In the January issue of Gregor.us Monthly, published 31 January and titled Transition Back to Coal, I looked at 200 years of global coal use and posed the following question:
The United States is the second largest consumer of coal in the world. Sitting just behind China, but ahead of India, Japan, Russia, South Africa, and Germany, the US consumes about 560 mtoe of coal each year. (million tons oil equivalent). US coal consumption has been largely flat the past 10 years, as the rest of the world has raced ahead. In 2008, the most recent year for available global coal use data, total world consumption of coal reached 3303.7 mtoe. Thus, the US accounted for nearly 17.00% of total world coal use. Within the US, coal accounts for nearly half (48.7% ) of all power generation. To give up coal completely would be impossibility but let’s imagine for a moment such a circumstance. Question: if the United States stopped using coal today, given current coal consumption trends, how many years would need to pass before the rest of the world [ROW] replaced the lost consumption from the US?
The answer to this question can be derived by a more complex interplay between the current trajectories in peak oil and global coal consumption growth. Or, by a simpler method which is to merely look at Developing world coal demand. In the monthly newsletter, I used both approaches. But before I give you my answer, let’s take a look at the chart of Developing world coal use:
Based on current trends, and using a conservative 4.00% annual growth rate in global coal consumption (when in truth it is currently closer to 4.7 -5.00%), I project that the world could replace 100% of lost US demand in 5 years. The force behind this trend, of course. is not the 2 billion people in the developed world, but the nearly 5 billion people in the developing world.

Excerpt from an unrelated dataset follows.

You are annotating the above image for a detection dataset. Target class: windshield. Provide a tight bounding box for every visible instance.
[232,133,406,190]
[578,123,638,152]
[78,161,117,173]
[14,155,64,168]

In my research archives I have an August 17, 2004 copy of the Financial Times which lays out in great detail Asia’s plans to build out coal-fired power generation. On a beautiful summer day in New England I still recall reading the following passage: In Asia, utility companies are planning around 1,000 new coal-fired plants with far less environmental scrutiny than in the US. One hundred are already under construction, mostly in China. Asia’s coal demand has indeed been unstoppable for years now. This raises a more serious question, however, than the one I posed here. And that is: when will the world transition fully back to coal, thus displacing oil as the primary energy source?
Notes to Chart: In the above chart, the developing Asia portion is composed of: Bangladesh, China Hong Kong SAR, Indonesia, Malaysia, Pakistan, Philippines, South Korea, Taiwan, Thailand, Other Asia Pacific.